Despite some app-integration and a little more, old car companies still appear as hardware businesses not much improved in the last decades if not for regulatory needs (mainly environmental and safety ones). True, some are trying to move ahead of the competition through interesting partnerships. The automotive industry is struggling and consolidating like many other hardware companies, in a world where successful players often sell software, services, and innovative hardware (i.e. technology). Overcapacity is an issue for existing players, but consolidation is not a complete answer to new entrants. Of course, I leave room for error not having entire visibility; automotive companies are likely much ahead of this post and they might already have better plans.

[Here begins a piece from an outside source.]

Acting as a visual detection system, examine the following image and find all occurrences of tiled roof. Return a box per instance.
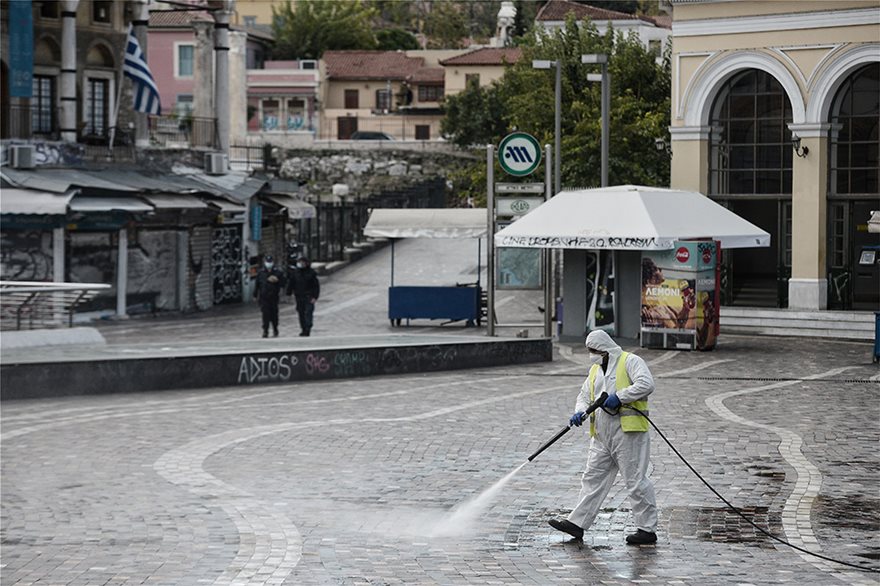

I was about to post this and I realized this was going to be the first post without numbers, which I thought was not acceptable. So, I am closing with a final thought: Tesla has recently reached a valuation (i.e. market capitalization) of about $800 Bil. In the world, about 70 M cars are sold each year, with China and the USA representing respectively the first and second markets making together about 50% of the total - close to Pareto? If we considered a common Taxi vehicle in China, the average MSRP or selling price would be about 20k USD, which would imply a worldwide car market of about 1.4 Tri (bottom-up figures might bump that up about 30%; sorry, those are the margins of error here; coherent with the discussion though. At a cash flow margin of about 10%, which is $140 Bil, a valuation of $800 Bil (the one Tesla reached) would be like saying that Tesla will conquer the whole market, and investors would discount its cash-flows like a perpetuity at about 17.5% (about x5.7 multiple) which is not out of reason. Therefore, CF value = $140 Bil / 17.5% = about $800 Bil - agreed, cash-flow margin and discounting might be different; cars are not even the whole "vehicle" market ... say, even 50% of the market might be enough. We might of course think investors went crazy, or we could think that this valuation was the exact one for when Tesla will conquer the entire market, or, the truth might be somewhere in the middle. In the case of a "middle" scenario, is tough to think Tesla is thinking of achieving that by just relying on automotive hardware; well, they are already doing other and related ...
I look forward to learning something by watching events unfold.
Required disclosure: I own Tesla and Apple shares. This post does NOT constitute in any ways investment advice.